“Show respect for everyone….” I Peter 2:17a
“I would like to take a baseball bat and hit those men,” a lady emailed me. I met her a few days later and she repeated her tirade about Muslim men. I tried to help her see that not all Muslim women are abused or oppressed by Muslim men but in her mind they all were mean. In reality it could be the mother-in-law who is behind some abuse. Thankfully not all Christian women view Muslim men as abusers and oppressors. Hopefully you, like me, have met many Muslim men who are decent, thoughtful, and loving husbands and fathers.
Yes, there are Muslim women who are abused, oppressed, suppressed, controlled and restricted. Unfortunately, there are Christian women of whom the same could be said. We need to reach out to battered women with compassion and help. One of my Muslim lady friends eventually went to a women’s shelter. She did that mainly to shame her husband before the community. They rallied behind her. The shaming was effective momentarily. She returned to him but after a few years they divorced. In contrast, another lady actually abuses her husband. Her mouth spews out terrible words. One day she called me and explained the harm she wanted to inflict. I talked with her husband later to see if he was concerned about his safety and whether he should call the police. It was clear that she was abusing him but in his culture a man doesn’t call for help because of shame/honor reasons.There can be power plays between men and women. Usually when the Muslim woman is highly educated and has a good job the respect in the home towards each other is more evident. The same could be said if husband and wife are closely related.

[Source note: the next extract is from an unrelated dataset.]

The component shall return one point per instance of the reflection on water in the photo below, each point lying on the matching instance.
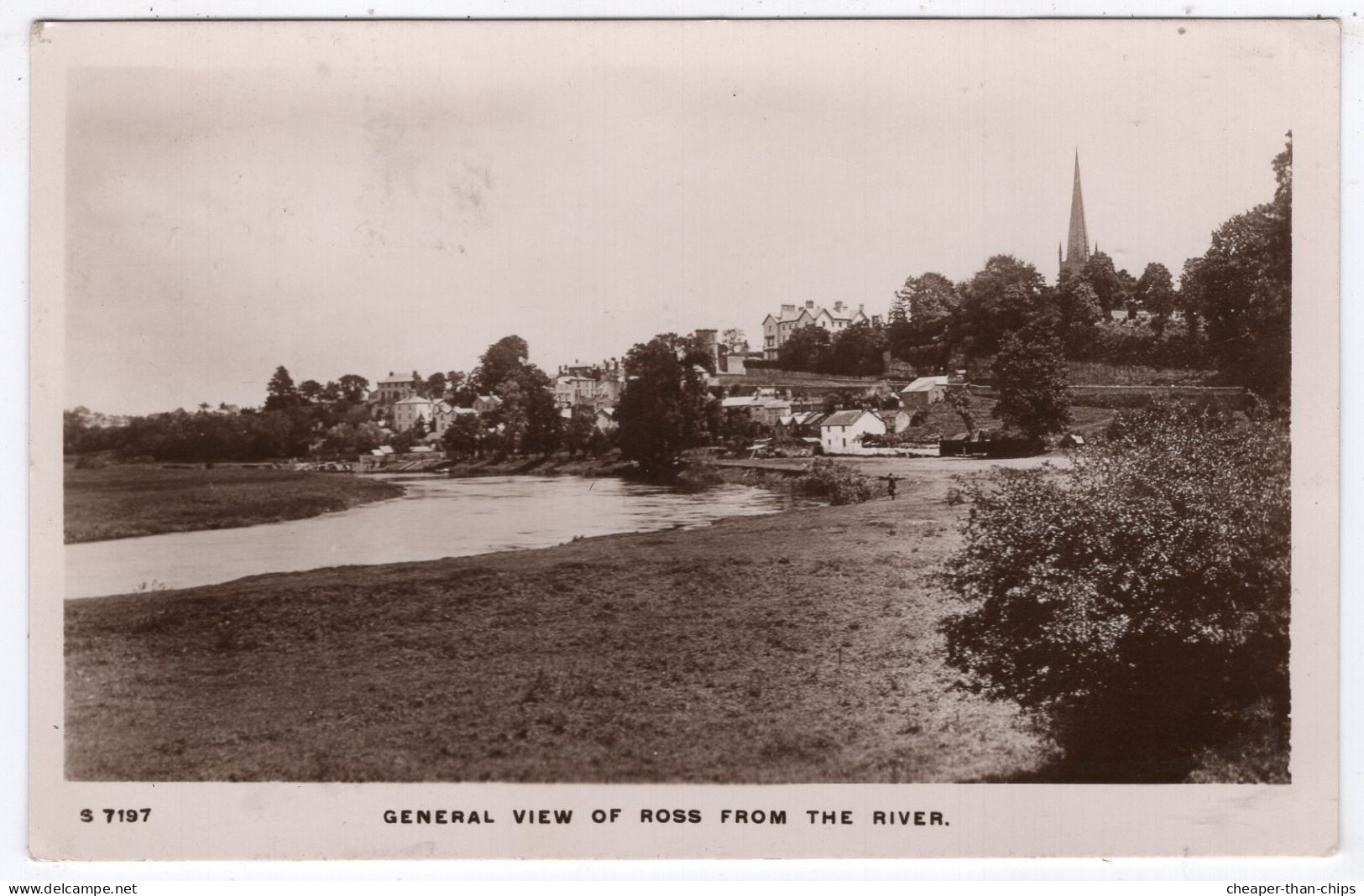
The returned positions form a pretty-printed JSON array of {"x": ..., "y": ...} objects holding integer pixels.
[{"x": 436, "y": 517}]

It is important how we view Muslim men and respond to them. If we enter their homes to visit their wives with the preconceived stereotyped idea the men are all bad and abusive they will surely pick up our attitudes and could well not welcome us back. But if we show respect to them as human beings whom God has created and loves, the Holy Spirit will give us wonderful opportunities to exemplify Christ-like love and dignity. After I have shown respect there are fruitful times when I speak about unkind behavior. I deeply desire to see marriages thrive and be healed rather than separate and destroy them. I want to show them the Jesus way but I can’t do that if I don’t show respect. Sometimes if we have experienced negative feelings towards men unhealed memories can surface and we can project them on to Muslim men in general. We come face to face with our own issues. Ministry among Muslims can bring out the worst in us but also the best opportunities for healing and understanding grace. A Christian woman who shows respect to Muslim men could, over time, discover she is being viewed and even welcomed as a spiritual mother figure and will have a powerful influence. It’s an inexplicable mystery.
Dear heavenly Father, please help me to respect Muslim men the way You want me to. I need wisdom, courage, and grace. In Jesus’ name, Amen.